Animals were immobilized in 0.05% tetramisole hydrochloride on 2–3% agarose pads and analyzed using a Zeiss LSM980 with Airyscan 2 confocal microscope (Zeiss Group, Oberkochen, Germany) equipped with ZEN 2 software. All images were taken using the Airyscan Multiples (MPLX)-Super Resolution (SR)-4Y mode and C Plan Apochromat 63x/1.4 objective. Bidirectional confocal imaging with 2 × averaging was conducted for all animals using a 488 nm solid state laser (0.8% power) to visualize GFP and a 561 nm laser (5.0% power) for the mCherry fluorophore. An optimal z-step size of 0.15 μm was used for all z-stacks with a zoom factor of 2, obtaining a consistent image size of 1584 × 1584 pixels. For the qualitative analysis of RAB-3 at pre-synaptic sites, images were studied using Fiji/Image J (version 2.1.0/1.53c). All animals were imaged at 26–28 h post hatch to allow the analysis of RAB-3 localization in intact synaptic branches. The size of synaptic sites was calculated from maximal projections of the obtained z-stacks with Fiji/Image J (version 2.1.0/1.53c), with the synaptic regions defined by hand.

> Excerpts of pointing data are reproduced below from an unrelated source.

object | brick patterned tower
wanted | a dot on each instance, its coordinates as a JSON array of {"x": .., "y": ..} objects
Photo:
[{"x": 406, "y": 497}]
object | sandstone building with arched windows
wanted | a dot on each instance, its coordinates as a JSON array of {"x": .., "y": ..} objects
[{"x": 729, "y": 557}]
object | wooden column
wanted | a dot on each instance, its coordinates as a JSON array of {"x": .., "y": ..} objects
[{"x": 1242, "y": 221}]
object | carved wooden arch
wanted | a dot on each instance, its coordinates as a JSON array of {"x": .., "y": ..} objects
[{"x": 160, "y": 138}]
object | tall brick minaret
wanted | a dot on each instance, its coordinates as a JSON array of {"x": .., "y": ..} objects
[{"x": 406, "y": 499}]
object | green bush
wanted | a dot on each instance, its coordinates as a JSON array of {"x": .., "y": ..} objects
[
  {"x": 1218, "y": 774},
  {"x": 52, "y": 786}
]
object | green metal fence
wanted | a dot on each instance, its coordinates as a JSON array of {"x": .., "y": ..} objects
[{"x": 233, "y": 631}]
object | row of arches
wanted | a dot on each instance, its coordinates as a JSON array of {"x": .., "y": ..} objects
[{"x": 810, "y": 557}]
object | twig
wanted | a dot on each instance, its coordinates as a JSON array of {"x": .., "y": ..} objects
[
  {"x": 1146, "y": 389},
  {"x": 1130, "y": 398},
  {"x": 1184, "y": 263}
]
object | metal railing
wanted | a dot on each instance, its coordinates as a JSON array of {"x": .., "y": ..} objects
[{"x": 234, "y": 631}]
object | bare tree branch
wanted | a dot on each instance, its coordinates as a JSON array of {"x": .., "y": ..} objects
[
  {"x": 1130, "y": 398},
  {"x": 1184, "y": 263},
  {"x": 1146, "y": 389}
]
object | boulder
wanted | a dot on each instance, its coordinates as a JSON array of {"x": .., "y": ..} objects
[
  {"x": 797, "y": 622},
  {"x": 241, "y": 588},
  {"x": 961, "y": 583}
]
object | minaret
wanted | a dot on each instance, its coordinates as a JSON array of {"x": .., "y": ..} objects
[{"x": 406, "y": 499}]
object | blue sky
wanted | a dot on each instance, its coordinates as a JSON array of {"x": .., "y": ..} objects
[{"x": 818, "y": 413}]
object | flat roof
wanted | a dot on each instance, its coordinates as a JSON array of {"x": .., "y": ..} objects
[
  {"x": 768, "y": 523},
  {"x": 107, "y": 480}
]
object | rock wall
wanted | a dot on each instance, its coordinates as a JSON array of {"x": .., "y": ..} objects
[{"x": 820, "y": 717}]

Immunostaining of C. elegans

C. elegans were fixed in 2% PFA-methanol fixative and incubated at -80ºC overnight. Animals were then incubated at 4ºC overnight in mouse anti-acetylated tubulin primary antibody (Sigma T6793), at a dilution of 1:100 in 0.5% PBST, and subsequently in goat anti-mouse Alexa Fluor 488 secondary antibody (Invitrogen A11001), at a dilution of 1:100 in 0.5% PBST at 4 ºC overnight. Immunostained animals were mounted on glass slides using a mounting medium consisting of 0.1 g N-Propyl Gallate, 3.5 mL Glycerol, and 1.5 mL of 100 mM Tris pH 9.5 in 0.5% PBST. Slides were imaged on an Olympus IX73 inverted epifluorescence microscope, using a 100×, 1.4 N.A oil objective, with an X-cite Mercury vapour short arc lamp at 100% iris setting, and an Andor EMCCD camera operated at gain 50 and exposure 100 ms. Images were generated by combining successive z-stacks using the maximum intensity projection and inverted display features in FIJI (ImageJ) image analysis software. Average intensity of staining along the proximal, branch and distal processes of the PLM neuron were measured using the ‘Segmented Line’ and ‘Measure’ functions in FIJI. Background intensity was measured from pixels adjacent to the neuronal process, and normalized intensity was calculated by using the formula (I(signal) – I(background))/I(background). Genotypes are compared to wild-type (zdIs5) using the Kruskal–Wallis non-parametric test and Dunne’s multiple comparisons test.

Drug treatment

Animals were grown on NGM plates containing either colchicine (Sigma-Aldrich) or paclitaxel (Sigma-Aldrich) dissolved in DMSO as previously described24,49. Control animals were grown on NGM plates containing 1% DMSO, a concentration far exceeding the maximum amount used in the drug treatment plates (> 0.05%). L4 stage animals were transferred to the drug plates and their F1 progeny scored at A1 stage. For analysis of the effects of paralysis on the synaptic branch phenotypes, animals were immobilized in 0.05% tetramisole hydrochloride on 2–3% agarose pads for the time periods shown in Figure S2c–f.

Statistical analysis

Statistical analysis was performed using GraphPad Prism 8. Two-way comparisons were performed using unpaired t-tests, and ANOVA was used for comparing groups with more than two samples, followed by Tukey’s multiple comparisons post-hoc tests. Chi-square tests were used to compare the distribution of phenotypes between populations.